2. We need to purchase another car just so that we can send our son to a pre-K.
Mr. FAF and I told each other our son was more important than money.
And we were willing to buy another car so that he could get better care and education.
We toyed with the idea of getting a minivan since our family is growing.
However, it would cost us around $30,000 to get even a used van.
We then considered getting a $5,000 used car (probably Toyota Corolla).
Having a second car will probably add $200-300 of expenses a month for car insurance, gas, maintenance, and repairs.
We were fine with that decision until we considered my schedule and our second baby.
Those pre-K centers don’t take infants under 16 months. We will need to send our second baby to daycare when she’s two months old.
We will need to resort to the in-home daycare. I will need to drop off and pick up our kids at two different locations every day.
After dropping them off, I will need to drive home to take the Metro to work (traffic, parking, and the long drive makes the train ride much more reasonable).

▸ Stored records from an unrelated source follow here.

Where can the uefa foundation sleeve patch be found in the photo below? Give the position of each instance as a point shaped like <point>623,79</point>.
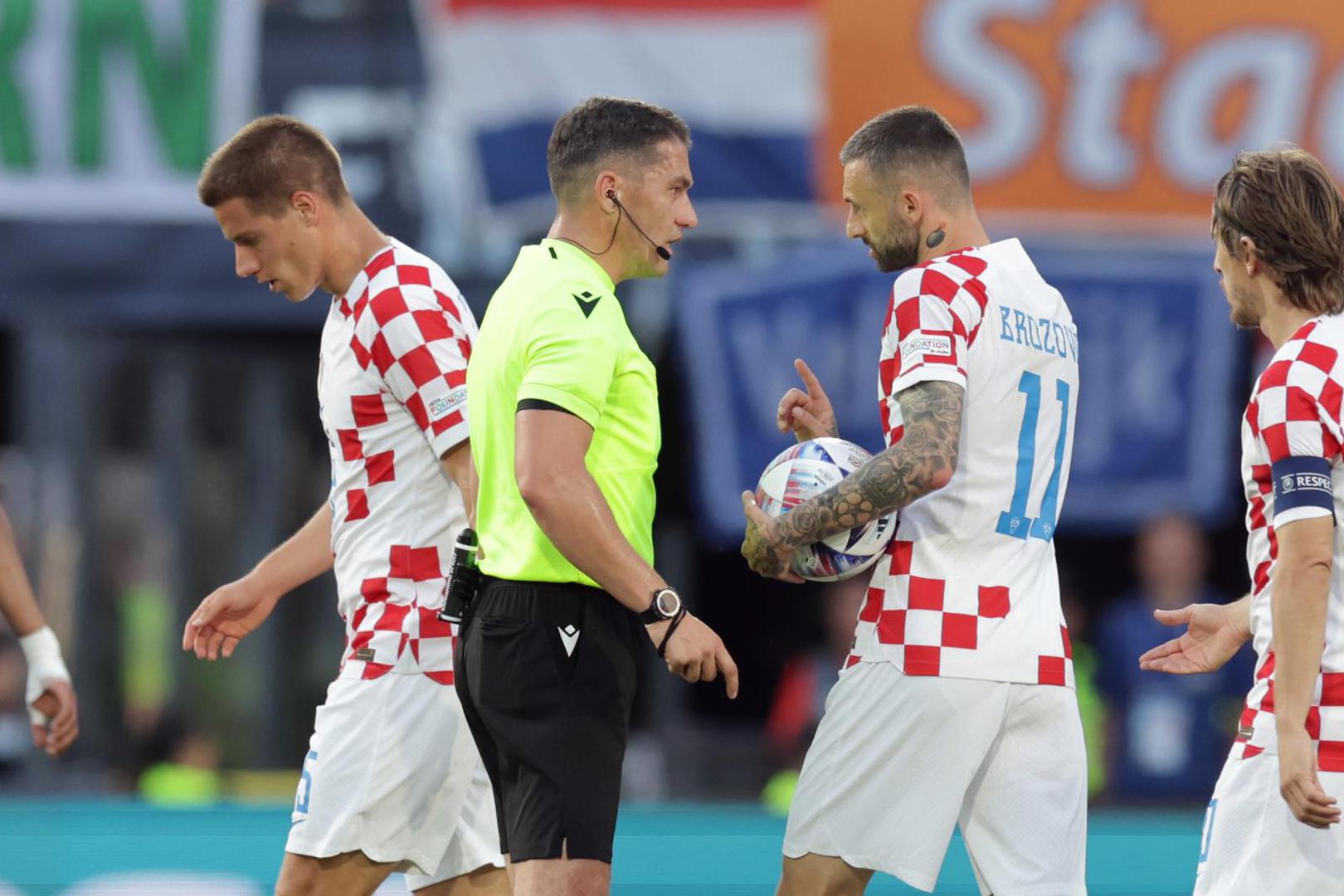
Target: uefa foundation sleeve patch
<point>1303,485</point>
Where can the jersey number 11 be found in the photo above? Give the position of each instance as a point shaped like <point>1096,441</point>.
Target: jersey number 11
<point>1014,522</point>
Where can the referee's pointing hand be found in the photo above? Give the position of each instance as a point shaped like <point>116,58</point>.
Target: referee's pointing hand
<point>696,653</point>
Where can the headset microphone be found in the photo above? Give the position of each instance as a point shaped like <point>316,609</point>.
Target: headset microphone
<point>663,253</point>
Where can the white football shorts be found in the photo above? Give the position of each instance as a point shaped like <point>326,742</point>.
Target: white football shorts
<point>899,761</point>
<point>1252,843</point>
<point>392,772</point>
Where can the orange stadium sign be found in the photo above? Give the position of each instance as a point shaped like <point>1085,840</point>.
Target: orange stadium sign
<point>1113,109</point>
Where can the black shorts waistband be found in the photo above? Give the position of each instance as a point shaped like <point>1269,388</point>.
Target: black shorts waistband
<point>555,602</point>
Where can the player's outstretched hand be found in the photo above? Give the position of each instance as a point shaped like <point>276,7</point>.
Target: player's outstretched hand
<point>1298,782</point>
<point>225,618</point>
<point>61,719</point>
<point>806,414</point>
<point>1215,633</point>
<point>761,543</point>
<point>696,653</point>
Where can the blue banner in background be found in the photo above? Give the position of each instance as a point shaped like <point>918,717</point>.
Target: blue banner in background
<point>1159,373</point>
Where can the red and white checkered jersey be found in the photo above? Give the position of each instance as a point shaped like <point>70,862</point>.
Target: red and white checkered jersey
<point>392,392</point>
<point>969,587</point>
<point>1293,421</point>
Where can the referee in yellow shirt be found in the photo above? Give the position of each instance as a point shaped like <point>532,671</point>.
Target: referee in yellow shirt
<point>565,433</point>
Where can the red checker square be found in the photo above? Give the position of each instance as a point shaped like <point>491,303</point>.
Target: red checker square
<point>416,405</point>
<point>958,631</point>
<point>446,423</point>
<point>387,305</point>
<point>934,282</point>
<point>923,661</point>
<point>433,325</point>
<point>1050,670</point>
<point>1261,577</point>
<point>418,564</point>
<point>381,262</point>
<point>1301,405</point>
<point>902,553</point>
<point>420,366</point>
<point>1332,689</point>
<point>1274,375</point>
<point>368,410</point>
<point>373,590</point>
<point>381,468</point>
<point>375,670</point>
<point>908,317</point>
<point>357,621</point>
<point>446,303</point>
<point>362,355</point>
<point>382,353</point>
<point>1331,755</point>
<point>891,626</point>
<point>357,505</point>
<point>351,449</point>
<point>993,601</point>
<point>926,594</point>
<point>1320,356</point>
<point>871,610</point>
<point>413,275</point>
<point>394,614</point>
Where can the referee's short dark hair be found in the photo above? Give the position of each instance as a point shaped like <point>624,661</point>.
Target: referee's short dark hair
<point>268,162</point>
<point>913,141</point>
<point>605,127</point>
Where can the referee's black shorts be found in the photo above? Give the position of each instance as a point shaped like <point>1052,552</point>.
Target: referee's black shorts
<point>546,676</point>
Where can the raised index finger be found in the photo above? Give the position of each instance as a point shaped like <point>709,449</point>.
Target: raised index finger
<point>810,379</point>
<point>730,670</point>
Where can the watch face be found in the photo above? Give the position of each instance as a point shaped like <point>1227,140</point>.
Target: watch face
<point>668,602</point>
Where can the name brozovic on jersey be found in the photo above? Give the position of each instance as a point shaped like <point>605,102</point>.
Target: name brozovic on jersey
<point>969,589</point>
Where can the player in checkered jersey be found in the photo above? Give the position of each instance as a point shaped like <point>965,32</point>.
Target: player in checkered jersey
<point>1273,822</point>
<point>392,779</point>
<point>956,705</point>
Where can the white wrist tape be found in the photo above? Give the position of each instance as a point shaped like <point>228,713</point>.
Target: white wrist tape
<point>42,650</point>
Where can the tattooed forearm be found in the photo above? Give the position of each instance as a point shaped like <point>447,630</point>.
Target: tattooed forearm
<point>923,461</point>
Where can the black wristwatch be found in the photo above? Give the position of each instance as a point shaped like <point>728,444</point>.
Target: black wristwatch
<point>665,606</point>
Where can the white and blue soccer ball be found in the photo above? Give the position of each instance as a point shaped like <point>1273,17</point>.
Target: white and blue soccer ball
<point>811,468</point>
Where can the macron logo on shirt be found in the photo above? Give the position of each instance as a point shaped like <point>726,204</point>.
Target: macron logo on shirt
<point>587,303</point>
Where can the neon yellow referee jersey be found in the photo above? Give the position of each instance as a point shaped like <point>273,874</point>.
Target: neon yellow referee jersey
<point>555,332</point>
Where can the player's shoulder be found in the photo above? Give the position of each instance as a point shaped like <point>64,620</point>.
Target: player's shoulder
<point>942,277</point>
<point>1309,359</point>
<point>402,280</point>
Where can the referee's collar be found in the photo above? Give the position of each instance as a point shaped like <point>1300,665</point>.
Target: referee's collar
<point>559,249</point>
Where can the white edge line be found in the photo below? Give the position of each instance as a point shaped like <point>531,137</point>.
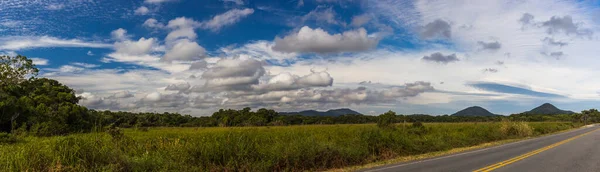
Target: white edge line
<point>474,151</point>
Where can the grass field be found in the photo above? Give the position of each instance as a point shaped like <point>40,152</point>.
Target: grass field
<point>285,148</point>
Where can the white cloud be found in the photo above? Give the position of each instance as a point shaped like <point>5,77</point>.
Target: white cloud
<point>228,18</point>
<point>262,50</point>
<point>234,74</point>
<point>140,47</point>
<point>39,61</point>
<point>359,20</point>
<point>22,42</point>
<point>153,23</point>
<point>185,50</point>
<point>308,40</point>
<point>55,6</point>
<point>84,65</point>
<point>119,34</point>
<point>157,1</point>
<point>236,2</point>
<point>142,10</point>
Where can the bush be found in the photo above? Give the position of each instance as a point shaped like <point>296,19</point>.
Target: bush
<point>386,120</point>
<point>114,132</point>
<point>6,138</point>
<point>515,129</point>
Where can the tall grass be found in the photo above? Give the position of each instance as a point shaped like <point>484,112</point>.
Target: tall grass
<point>287,148</point>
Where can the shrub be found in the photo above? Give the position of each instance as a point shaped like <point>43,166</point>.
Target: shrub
<point>6,138</point>
<point>386,120</point>
<point>114,132</point>
<point>515,129</point>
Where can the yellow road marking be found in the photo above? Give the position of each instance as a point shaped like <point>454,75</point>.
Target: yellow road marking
<point>523,156</point>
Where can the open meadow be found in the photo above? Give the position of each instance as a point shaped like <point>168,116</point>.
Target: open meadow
<point>278,148</point>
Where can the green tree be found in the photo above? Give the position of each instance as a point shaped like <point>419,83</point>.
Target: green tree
<point>386,120</point>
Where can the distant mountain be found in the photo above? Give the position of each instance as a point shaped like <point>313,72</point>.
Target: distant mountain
<point>547,109</point>
<point>474,111</point>
<point>332,112</point>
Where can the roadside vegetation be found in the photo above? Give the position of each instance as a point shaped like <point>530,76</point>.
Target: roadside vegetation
<point>43,128</point>
<point>281,148</point>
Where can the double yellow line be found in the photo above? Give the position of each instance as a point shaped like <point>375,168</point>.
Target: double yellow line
<point>520,157</point>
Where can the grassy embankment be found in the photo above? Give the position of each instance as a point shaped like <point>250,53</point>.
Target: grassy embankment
<point>288,148</point>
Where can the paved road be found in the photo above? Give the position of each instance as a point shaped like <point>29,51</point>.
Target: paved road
<point>576,150</point>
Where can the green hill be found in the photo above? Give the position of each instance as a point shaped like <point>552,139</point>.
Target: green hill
<point>547,109</point>
<point>474,111</point>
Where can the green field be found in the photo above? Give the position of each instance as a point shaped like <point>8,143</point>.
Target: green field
<point>285,148</point>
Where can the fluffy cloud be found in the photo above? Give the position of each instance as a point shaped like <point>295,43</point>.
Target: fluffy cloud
<point>308,40</point>
<point>119,34</point>
<point>142,10</point>
<point>563,24</point>
<point>287,81</point>
<point>441,58</point>
<point>184,50</point>
<point>551,41</point>
<point>237,2</point>
<point>360,20</point>
<point>139,47</point>
<point>39,61</point>
<point>157,1</point>
<point>20,42</point>
<point>234,74</point>
<point>153,23</point>
<point>178,87</point>
<point>228,18</point>
<point>436,29</point>
<point>490,45</point>
<point>526,19</point>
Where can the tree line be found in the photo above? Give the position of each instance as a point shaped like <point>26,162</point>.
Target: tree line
<point>45,107</point>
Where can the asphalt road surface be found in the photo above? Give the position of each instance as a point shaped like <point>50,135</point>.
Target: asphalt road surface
<point>575,150</point>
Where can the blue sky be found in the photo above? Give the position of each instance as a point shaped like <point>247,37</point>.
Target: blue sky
<point>195,57</point>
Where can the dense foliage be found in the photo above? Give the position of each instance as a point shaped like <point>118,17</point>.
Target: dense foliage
<point>289,148</point>
<point>45,107</point>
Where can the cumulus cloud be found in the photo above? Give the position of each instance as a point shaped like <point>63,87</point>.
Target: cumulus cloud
<point>491,70</point>
<point>199,65</point>
<point>139,47</point>
<point>236,2</point>
<point>551,41</point>
<point>228,18</point>
<point>563,24</point>
<point>441,58</point>
<point>157,1</point>
<point>178,87</point>
<point>526,19</point>
<point>360,20</point>
<point>153,23</point>
<point>141,10</point>
<point>119,34</point>
<point>308,40</point>
<point>234,74</point>
<point>287,81</point>
<point>55,6</point>
<point>122,94</point>
<point>184,50</point>
<point>40,61</point>
<point>490,45</point>
<point>23,42</point>
<point>436,29</point>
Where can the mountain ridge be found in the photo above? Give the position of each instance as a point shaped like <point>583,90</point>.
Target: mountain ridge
<point>547,109</point>
<point>331,112</point>
<point>474,111</point>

That means that I will need to get up at least an hour earlier (5:15 AM) to squeeze in the drop-offs at two different locations and show up at work at least 30 minutes earlier (7:30 AM) in order to leave work 30 minutes earlier (4:30 PM). The logistics just sound much more complicated than what we had expected.
What should we do?
My friend told me to consider it carefully since we, especially me, will probably be very busy and exhausted when our baby is only two months old.
Deep down, we want to send our son to the pre-K. But the thought of having to get a second car with the associated costs and the time we spend dropping our kids off at daycare and picking them up also sound very daunting, especially after I just give birth.
As I mentioned before, I want to continue working since the benefits of me working (for me and our family) far outweigh those of me being a stay-at-home mom.
I know everyone’s situation and preference is different. But both Mr. FAF and I have agreed that I will continue to work after giving birth to our second daughter.
What would you do if you were in our situation?